Understanding Digital Customers
Digital Experiences in Retail [Source: http://www.youtube.com/watch?v=mjOoaiKlh9U]
One of the most popular action movies of the late 1980s was Robocop. I was thinking about it recently because they've recently released a remake of what has become a sci-fi classic. The half-robot, half-man would interrupt crimes in progress and tell the thief, without a whiff of emotion: "Dead or alive, you're coming with me. Thank you for your cooperation." Part of the fun of the movie was to see Robocop face criminals so resolutely.
Sometimes I recall Robocop when I encounter a salesman at a favorite department store. I wonder to myself if he is indeed half robot and doesn't display the slightest effort to try to get to know my fashion preferences. Therein lies the challenge of today's enterprises what are armed with better tools and more sophisticated technology than ever before. Despite those tools, do they risk distancing themselves for the consumer rather than creating closer connections to them?
Some of the big online retailers have caught on. They're creating their own bricks-and-mortar experience on tablets for the very reason that traditional retailers have become Robocops of sort, plodding around their sales floors and pushing merchandise without making lasting connections to the customer. Technology works best when consumers are enabled with powerful tools that let them make decisions and see for themselves the different options before them.
Did you know, for example, that 84 percent of consumers around the world say they trust recommendations from friends and family as the best and most accurate source of information about products? According to a Wharton study, that's up from 78 percent in 2007. Clearly we can thank the rise in popularity of various social networks. But according to the data, simply throwing a page up on a social network isn't enough. Enterprises need to know what they are about and what moves customers to them in the first place.
If you haven't already seen the results of our work with the European Business Awards, I urge you to check them out. We partnered with the EBAs as a way to detect what went into creating a winning global enterprise. One of the things we discovered was that technology spending and development was traditionally viewed against a backdrop of efficiency. Companies used to assume that you could have technology or you could be more efficient and that they couldn't compliment each other. The EBAs showed us how technology actually makes organizations more efficient by focusing their missions and cutting excess spending.

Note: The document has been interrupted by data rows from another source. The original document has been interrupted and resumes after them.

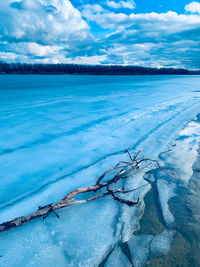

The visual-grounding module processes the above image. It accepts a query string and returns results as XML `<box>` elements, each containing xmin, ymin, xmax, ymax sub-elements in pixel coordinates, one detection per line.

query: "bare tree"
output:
<box><xmin>0</xmin><ymin>147</ymin><xmax>161</xmax><ymax>233</ymax></box>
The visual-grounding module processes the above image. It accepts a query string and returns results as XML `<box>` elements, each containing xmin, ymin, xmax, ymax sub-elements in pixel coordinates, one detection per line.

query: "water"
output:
<box><xmin>0</xmin><ymin>75</ymin><xmax>200</xmax><ymax>266</ymax></box>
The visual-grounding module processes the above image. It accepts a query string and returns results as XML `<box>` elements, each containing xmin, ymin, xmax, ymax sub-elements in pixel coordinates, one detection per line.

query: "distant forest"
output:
<box><xmin>0</xmin><ymin>62</ymin><xmax>200</xmax><ymax>75</ymax></box>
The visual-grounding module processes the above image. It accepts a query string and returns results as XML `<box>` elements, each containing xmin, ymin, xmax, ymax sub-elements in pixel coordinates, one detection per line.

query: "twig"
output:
<box><xmin>0</xmin><ymin>147</ymin><xmax>161</xmax><ymax>233</ymax></box>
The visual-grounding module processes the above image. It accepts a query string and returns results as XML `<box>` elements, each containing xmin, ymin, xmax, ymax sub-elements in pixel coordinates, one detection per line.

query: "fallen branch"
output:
<box><xmin>0</xmin><ymin>147</ymin><xmax>161</xmax><ymax>233</ymax></box>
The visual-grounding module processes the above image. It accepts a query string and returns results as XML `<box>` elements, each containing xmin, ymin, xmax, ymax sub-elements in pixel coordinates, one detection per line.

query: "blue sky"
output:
<box><xmin>0</xmin><ymin>0</ymin><xmax>200</xmax><ymax>69</ymax></box>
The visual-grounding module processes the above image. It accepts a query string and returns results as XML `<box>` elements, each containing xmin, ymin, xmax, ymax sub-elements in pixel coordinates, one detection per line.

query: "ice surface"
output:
<box><xmin>128</xmin><ymin>231</ymin><xmax>175</xmax><ymax>267</ymax></box>
<box><xmin>104</xmin><ymin>245</ymin><xmax>132</xmax><ymax>267</ymax></box>
<box><xmin>157</xmin><ymin>179</ymin><xmax>176</xmax><ymax>226</ymax></box>
<box><xmin>0</xmin><ymin>76</ymin><xmax>200</xmax><ymax>266</ymax></box>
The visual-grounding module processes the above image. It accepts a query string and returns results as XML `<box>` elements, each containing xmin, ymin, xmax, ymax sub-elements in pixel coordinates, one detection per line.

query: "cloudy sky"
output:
<box><xmin>0</xmin><ymin>0</ymin><xmax>200</xmax><ymax>69</ymax></box>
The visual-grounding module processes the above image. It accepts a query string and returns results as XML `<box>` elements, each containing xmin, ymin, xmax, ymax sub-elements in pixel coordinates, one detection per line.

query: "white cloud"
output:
<box><xmin>185</xmin><ymin>2</ymin><xmax>200</xmax><ymax>14</ymax></box>
<box><xmin>0</xmin><ymin>0</ymin><xmax>89</xmax><ymax>44</ymax></box>
<box><xmin>106</xmin><ymin>0</ymin><xmax>135</xmax><ymax>9</ymax></box>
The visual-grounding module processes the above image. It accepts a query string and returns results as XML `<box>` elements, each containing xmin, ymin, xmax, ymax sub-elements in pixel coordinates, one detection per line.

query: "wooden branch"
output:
<box><xmin>0</xmin><ymin>147</ymin><xmax>161</xmax><ymax>233</ymax></box>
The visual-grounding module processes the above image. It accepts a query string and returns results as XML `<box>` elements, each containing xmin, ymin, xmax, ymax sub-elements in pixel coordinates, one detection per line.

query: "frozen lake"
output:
<box><xmin>0</xmin><ymin>75</ymin><xmax>200</xmax><ymax>267</ymax></box>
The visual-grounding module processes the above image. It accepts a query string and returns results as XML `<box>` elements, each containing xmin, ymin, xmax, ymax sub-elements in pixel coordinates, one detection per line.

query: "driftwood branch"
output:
<box><xmin>0</xmin><ymin>147</ymin><xmax>161</xmax><ymax>233</ymax></box>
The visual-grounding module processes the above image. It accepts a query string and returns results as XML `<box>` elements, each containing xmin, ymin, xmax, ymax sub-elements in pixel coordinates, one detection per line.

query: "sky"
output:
<box><xmin>0</xmin><ymin>0</ymin><xmax>200</xmax><ymax>69</ymax></box>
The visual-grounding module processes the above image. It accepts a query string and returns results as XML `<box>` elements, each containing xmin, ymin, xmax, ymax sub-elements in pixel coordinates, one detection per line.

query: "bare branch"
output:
<box><xmin>0</xmin><ymin>147</ymin><xmax>161</xmax><ymax>233</ymax></box>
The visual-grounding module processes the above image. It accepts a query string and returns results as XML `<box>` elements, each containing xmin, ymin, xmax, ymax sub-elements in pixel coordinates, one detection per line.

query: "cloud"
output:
<box><xmin>106</xmin><ymin>0</ymin><xmax>135</xmax><ymax>9</ymax></box>
<box><xmin>0</xmin><ymin>0</ymin><xmax>200</xmax><ymax>68</ymax></box>
<box><xmin>185</xmin><ymin>2</ymin><xmax>200</xmax><ymax>14</ymax></box>
<box><xmin>0</xmin><ymin>0</ymin><xmax>89</xmax><ymax>44</ymax></box>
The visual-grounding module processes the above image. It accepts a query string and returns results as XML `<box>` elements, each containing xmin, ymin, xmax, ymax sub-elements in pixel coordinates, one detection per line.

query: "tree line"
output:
<box><xmin>0</xmin><ymin>62</ymin><xmax>200</xmax><ymax>75</ymax></box>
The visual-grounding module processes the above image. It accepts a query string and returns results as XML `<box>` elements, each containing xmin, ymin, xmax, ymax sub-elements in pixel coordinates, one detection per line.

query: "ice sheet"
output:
<box><xmin>0</xmin><ymin>76</ymin><xmax>200</xmax><ymax>267</ymax></box>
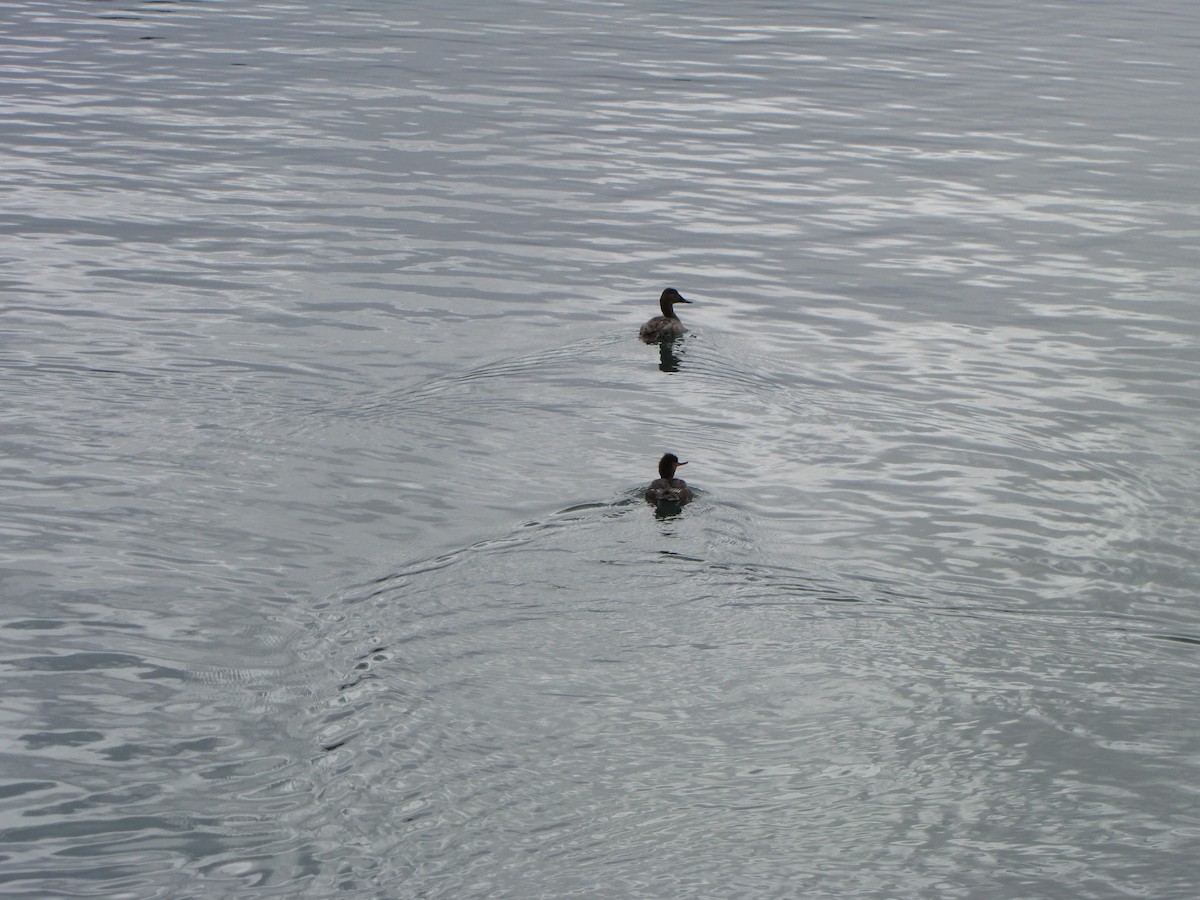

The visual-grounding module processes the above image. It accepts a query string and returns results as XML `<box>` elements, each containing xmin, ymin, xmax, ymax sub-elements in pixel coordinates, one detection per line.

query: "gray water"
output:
<box><xmin>0</xmin><ymin>0</ymin><xmax>1200</xmax><ymax>899</ymax></box>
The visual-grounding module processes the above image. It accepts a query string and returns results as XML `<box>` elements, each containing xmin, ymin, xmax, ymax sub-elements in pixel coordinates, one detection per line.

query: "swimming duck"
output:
<box><xmin>646</xmin><ymin>454</ymin><xmax>691</xmax><ymax>505</ymax></box>
<box><xmin>637</xmin><ymin>288</ymin><xmax>691</xmax><ymax>343</ymax></box>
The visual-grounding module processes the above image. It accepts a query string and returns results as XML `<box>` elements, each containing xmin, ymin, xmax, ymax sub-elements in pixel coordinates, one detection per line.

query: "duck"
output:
<box><xmin>637</xmin><ymin>288</ymin><xmax>691</xmax><ymax>343</ymax></box>
<box><xmin>646</xmin><ymin>454</ymin><xmax>691</xmax><ymax>505</ymax></box>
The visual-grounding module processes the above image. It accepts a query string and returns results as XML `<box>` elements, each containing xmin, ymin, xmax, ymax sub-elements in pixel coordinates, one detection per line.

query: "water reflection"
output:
<box><xmin>659</xmin><ymin>337</ymin><xmax>685</xmax><ymax>373</ymax></box>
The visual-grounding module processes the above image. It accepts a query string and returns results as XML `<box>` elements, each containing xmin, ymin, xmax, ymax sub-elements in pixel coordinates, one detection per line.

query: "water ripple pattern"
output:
<box><xmin>7</xmin><ymin>0</ymin><xmax>1200</xmax><ymax>900</ymax></box>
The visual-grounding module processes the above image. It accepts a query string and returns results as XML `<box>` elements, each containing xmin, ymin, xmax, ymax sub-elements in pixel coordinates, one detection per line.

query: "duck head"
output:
<box><xmin>659</xmin><ymin>288</ymin><xmax>691</xmax><ymax>319</ymax></box>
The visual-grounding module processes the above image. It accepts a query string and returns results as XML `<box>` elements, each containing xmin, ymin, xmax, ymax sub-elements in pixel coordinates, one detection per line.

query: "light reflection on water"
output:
<box><xmin>0</xmin><ymin>0</ymin><xmax>1200</xmax><ymax>898</ymax></box>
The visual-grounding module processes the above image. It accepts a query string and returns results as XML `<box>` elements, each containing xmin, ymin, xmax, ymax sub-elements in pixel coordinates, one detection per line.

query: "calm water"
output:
<box><xmin>0</xmin><ymin>0</ymin><xmax>1200</xmax><ymax>899</ymax></box>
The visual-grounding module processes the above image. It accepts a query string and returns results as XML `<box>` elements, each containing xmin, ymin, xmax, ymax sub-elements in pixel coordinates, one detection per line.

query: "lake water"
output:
<box><xmin>0</xmin><ymin>0</ymin><xmax>1200</xmax><ymax>900</ymax></box>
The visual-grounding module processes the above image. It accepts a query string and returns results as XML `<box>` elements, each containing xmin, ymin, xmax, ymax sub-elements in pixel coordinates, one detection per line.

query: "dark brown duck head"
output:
<box><xmin>659</xmin><ymin>288</ymin><xmax>691</xmax><ymax>319</ymax></box>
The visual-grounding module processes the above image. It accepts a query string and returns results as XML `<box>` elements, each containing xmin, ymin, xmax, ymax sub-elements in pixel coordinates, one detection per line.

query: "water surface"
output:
<box><xmin>0</xmin><ymin>0</ymin><xmax>1200</xmax><ymax>898</ymax></box>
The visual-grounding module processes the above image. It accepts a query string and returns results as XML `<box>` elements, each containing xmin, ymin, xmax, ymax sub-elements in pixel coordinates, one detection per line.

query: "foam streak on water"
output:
<box><xmin>0</xmin><ymin>0</ymin><xmax>1200</xmax><ymax>899</ymax></box>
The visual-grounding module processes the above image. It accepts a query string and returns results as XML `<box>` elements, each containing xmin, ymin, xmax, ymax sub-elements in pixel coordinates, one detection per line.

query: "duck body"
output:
<box><xmin>637</xmin><ymin>288</ymin><xmax>691</xmax><ymax>343</ymax></box>
<box><xmin>646</xmin><ymin>454</ymin><xmax>692</xmax><ymax>506</ymax></box>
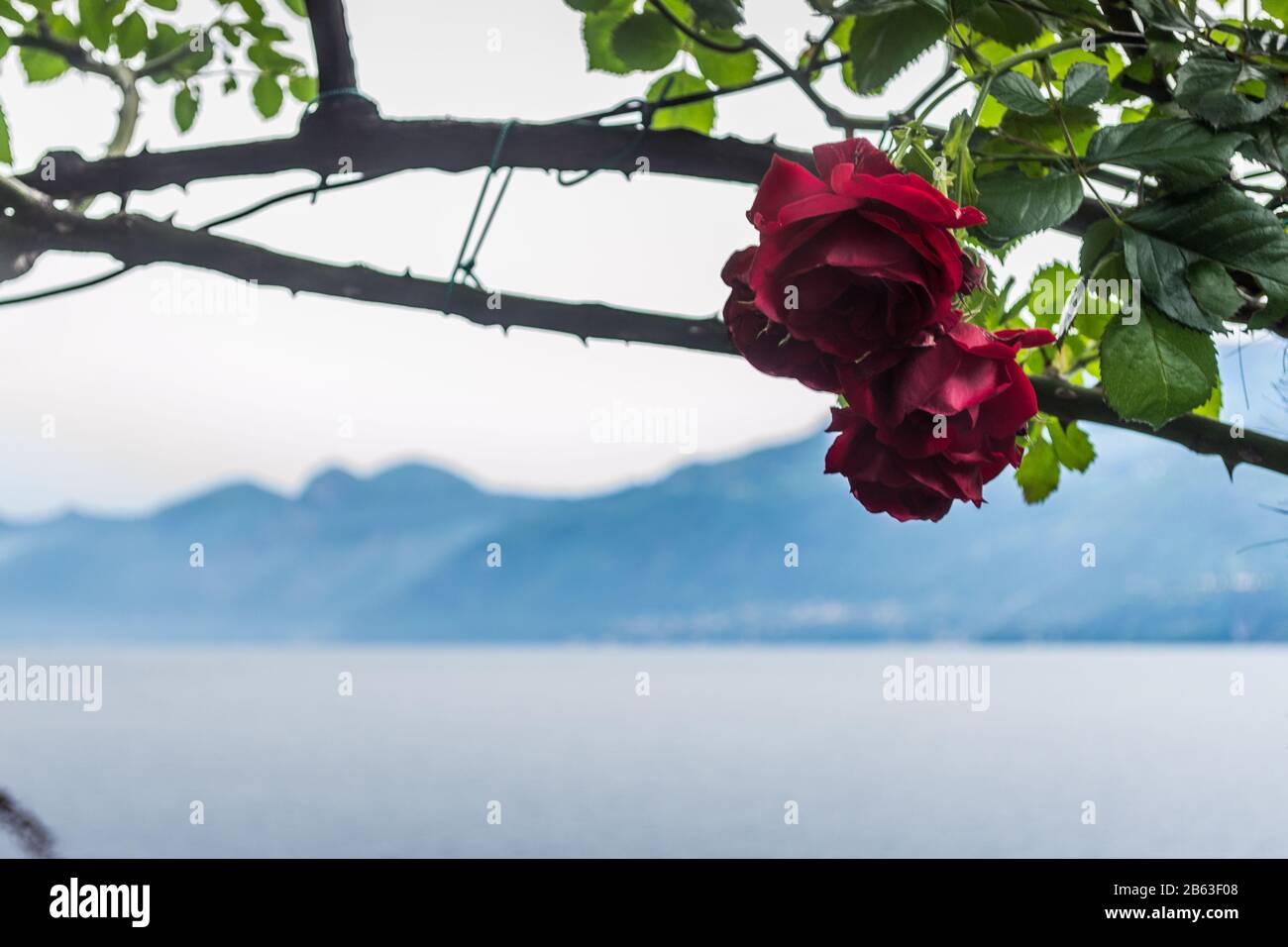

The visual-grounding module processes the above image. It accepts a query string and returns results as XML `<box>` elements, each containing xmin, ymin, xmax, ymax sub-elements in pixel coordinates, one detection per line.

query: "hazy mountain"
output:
<box><xmin>0</xmin><ymin>407</ymin><xmax>1288</xmax><ymax>640</ymax></box>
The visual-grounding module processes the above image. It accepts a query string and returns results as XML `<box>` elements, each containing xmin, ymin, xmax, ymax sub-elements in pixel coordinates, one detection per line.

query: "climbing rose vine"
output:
<box><xmin>722</xmin><ymin>139</ymin><xmax>1055</xmax><ymax>520</ymax></box>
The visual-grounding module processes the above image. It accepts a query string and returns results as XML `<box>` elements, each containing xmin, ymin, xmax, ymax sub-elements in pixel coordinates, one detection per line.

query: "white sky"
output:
<box><xmin>0</xmin><ymin>0</ymin><xmax>1226</xmax><ymax>518</ymax></box>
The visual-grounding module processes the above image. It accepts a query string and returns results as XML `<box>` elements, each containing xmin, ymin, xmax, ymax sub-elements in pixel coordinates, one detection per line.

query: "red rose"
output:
<box><xmin>746</xmin><ymin>139</ymin><xmax>984</xmax><ymax>361</ymax></box>
<box><xmin>824</xmin><ymin>322</ymin><xmax>1055</xmax><ymax>520</ymax></box>
<box><xmin>720</xmin><ymin>246</ymin><xmax>841</xmax><ymax>391</ymax></box>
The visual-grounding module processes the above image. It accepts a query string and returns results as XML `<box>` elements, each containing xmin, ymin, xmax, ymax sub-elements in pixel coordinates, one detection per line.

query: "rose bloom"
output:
<box><xmin>824</xmin><ymin>322</ymin><xmax>1055</xmax><ymax>522</ymax></box>
<box><xmin>720</xmin><ymin>246</ymin><xmax>841</xmax><ymax>391</ymax></box>
<box><xmin>726</xmin><ymin>138</ymin><xmax>984</xmax><ymax>361</ymax></box>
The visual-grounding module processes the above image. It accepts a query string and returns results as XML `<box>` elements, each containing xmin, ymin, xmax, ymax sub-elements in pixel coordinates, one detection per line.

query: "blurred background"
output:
<box><xmin>0</xmin><ymin>0</ymin><xmax>1288</xmax><ymax>857</ymax></box>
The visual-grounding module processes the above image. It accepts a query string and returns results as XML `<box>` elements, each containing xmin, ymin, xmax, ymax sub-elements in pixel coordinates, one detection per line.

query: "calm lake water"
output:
<box><xmin>0</xmin><ymin>644</ymin><xmax>1288</xmax><ymax>857</ymax></box>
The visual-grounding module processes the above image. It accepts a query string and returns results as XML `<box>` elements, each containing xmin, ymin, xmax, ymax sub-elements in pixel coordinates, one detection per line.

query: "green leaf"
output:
<box><xmin>286</xmin><ymin>74</ymin><xmax>318</xmax><ymax>104</ymax></box>
<box><xmin>1124</xmin><ymin>227</ymin><xmax>1221</xmax><ymax>333</ymax></box>
<box><xmin>1185</xmin><ymin>261</ymin><xmax>1244</xmax><ymax>322</ymax></box>
<box><xmin>1078</xmin><ymin>218</ymin><xmax>1118</xmax><ymax>277</ymax></box>
<box><xmin>1064</xmin><ymin>61</ymin><xmax>1109</xmax><ymax>108</ymax></box>
<box><xmin>18</xmin><ymin>47</ymin><xmax>68</xmax><ymax>82</ymax></box>
<box><xmin>116</xmin><ymin>13</ymin><xmax>149</xmax><ymax>59</ymax></box>
<box><xmin>1127</xmin><ymin>184</ymin><xmax>1288</xmax><ymax>327</ymax></box>
<box><xmin>250</xmin><ymin>72</ymin><xmax>283</xmax><ymax>119</ymax></box>
<box><xmin>1194</xmin><ymin>385</ymin><xmax>1221</xmax><ymax>421</ymax></box>
<box><xmin>1015</xmin><ymin>430</ymin><xmax>1060</xmax><ymax>504</ymax></box>
<box><xmin>76</xmin><ymin>0</ymin><xmax>112</xmax><ymax>53</ymax></box>
<box><xmin>1239</xmin><ymin>116</ymin><xmax>1288</xmax><ymax>171</ymax></box>
<box><xmin>691</xmin><ymin>31</ymin><xmax>760</xmax><ymax>89</ymax></box>
<box><xmin>975</xmin><ymin>170</ymin><xmax>1082</xmax><ymax>244</ymax></box>
<box><xmin>849</xmin><ymin>5</ymin><xmax>948</xmax><ymax>95</ymax></box>
<box><xmin>1176</xmin><ymin>55</ymin><xmax>1288</xmax><ymax>128</ymax></box>
<box><xmin>581</xmin><ymin>0</ymin><xmax>635</xmax><ymax>76</ymax></box>
<box><xmin>612</xmin><ymin>10</ymin><xmax>680</xmax><ymax>72</ymax></box>
<box><xmin>1046</xmin><ymin>417</ymin><xmax>1096</xmax><ymax>473</ymax></box>
<box><xmin>0</xmin><ymin>99</ymin><xmax>13</xmax><ymax>164</ymax></box>
<box><xmin>174</xmin><ymin>85</ymin><xmax>197</xmax><ymax>132</ymax></box>
<box><xmin>1087</xmin><ymin>119</ymin><xmax>1245</xmax><ymax>191</ymax></box>
<box><xmin>988</xmin><ymin>72</ymin><xmax>1051</xmax><ymax>115</ymax></box>
<box><xmin>1025</xmin><ymin>263</ymin><xmax>1078</xmax><ymax>327</ymax></box>
<box><xmin>690</xmin><ymin>0</ymin><xmax>743</xmax><ymax>30</ymax></box>
<box><xmin>965</xmin><ymin>3</ymin><xmax>1042</xmax><ymax>48</ymax></box>
<box><xmin>1100</xmin><ymin>305</ymin><xmax>1220</xmax><ymax>428</ymax></box>
<box><xmin>648</xmin><ymin>71</ymin><xmax>716</xmax><ymax>136</ymax></box>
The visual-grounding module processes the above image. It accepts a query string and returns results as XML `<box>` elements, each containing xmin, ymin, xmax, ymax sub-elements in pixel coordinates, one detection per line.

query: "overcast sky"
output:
<box><xmin>0</xmin><ymin>0</ymin><xmax>1272</xmax><ymax>518</ymax></box>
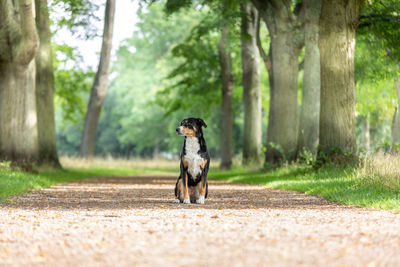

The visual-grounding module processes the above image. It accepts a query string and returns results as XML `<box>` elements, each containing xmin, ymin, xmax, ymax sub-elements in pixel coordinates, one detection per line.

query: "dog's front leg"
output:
<box><xmin>182</xmin><ymin>172</ymin><xmax>190</xmax><ymax>204</ymax></box>
<box><xmin>181</xmin><ymin>163</ymin><xmax>190</xmax><ymax>204</ymax></box>
<box><xmin>196</xmin><ymin>160</ymin><xmax>210</xmax><ymax>204</ymax></box>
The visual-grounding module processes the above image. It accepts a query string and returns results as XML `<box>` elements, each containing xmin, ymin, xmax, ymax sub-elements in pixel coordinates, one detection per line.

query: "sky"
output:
<box><xmin>54</xmin><ymin>0</ymin><xmax>139</xmax><ymax>71</ymax></box>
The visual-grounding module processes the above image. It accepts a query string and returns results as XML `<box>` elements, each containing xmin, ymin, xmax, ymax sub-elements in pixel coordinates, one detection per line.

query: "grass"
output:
<box><xmin>0</xmin><ymin>158</ymin><xmax>179</xmax><ymax>200</ymax></box>
<box><xmin>0</xmin><ymin>155</ymin><xmax>400</xmax><ymax>212</ymax></box>
<box><xmin>210</xmin><ymin>156</ymin><xmax>400</xmax><ymax>212</ymax></box>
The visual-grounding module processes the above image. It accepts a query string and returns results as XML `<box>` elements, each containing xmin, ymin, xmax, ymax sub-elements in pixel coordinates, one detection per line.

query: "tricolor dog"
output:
<box><xmin>174</xmin><ymin>118</ymin><xmax>210</xmax><ymax>204</ymax></box>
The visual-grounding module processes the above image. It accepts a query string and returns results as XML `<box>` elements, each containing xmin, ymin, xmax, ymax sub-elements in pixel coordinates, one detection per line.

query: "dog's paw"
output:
<box><xmin>196</xmin><ymin>196</ymin><xmax>204</xmax><ymax>204</ymax></box>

That's why you're starting to see large retailers concentrate on Big Data - the kind that allows them to drill down into consumer expectations. They can know where to focus their activities with the greatest results. One of the places they're learning a lot about there days is how to rein in certain social networking activities in order to achieve the optimal outcome.
One of my colleagues is constantly reminding me that if you have a good sales proposition, and actively engaged consumers, then it really doesn't matter which channel you're engaging them on. It's the multi-channel approach, to be sure, but it gives us pause that the foundation of any business proposition must be strong before any of the tangential elements take effect. One academic has warned that although companies are allocating more and more to social media budgets, they automatically think that they're targeting their message, which isn't necessarily true.
Understanding why consumers talk the way they do about your enterprise is key to unlocking the overall value proposition. True, it's an established fact that word of mouth marketing is 10 times more effective than traditional means of advertising. That's why we need to make sure what our customers are talking about it what we want our corporate messaging to be.
When Infosys helps a retailer rein in customers who are walking around the sales floor in order to engage them with personalized treatment, those consumers are likely to take to social media and tell they friends. They might even involve their friends in with purchasing decisions. That's why the entire sales process must be modernized to reflect the digitally savvy nature of today's consumers. They're already creating a value proposition for your firm. It's best you be a part of influencing it.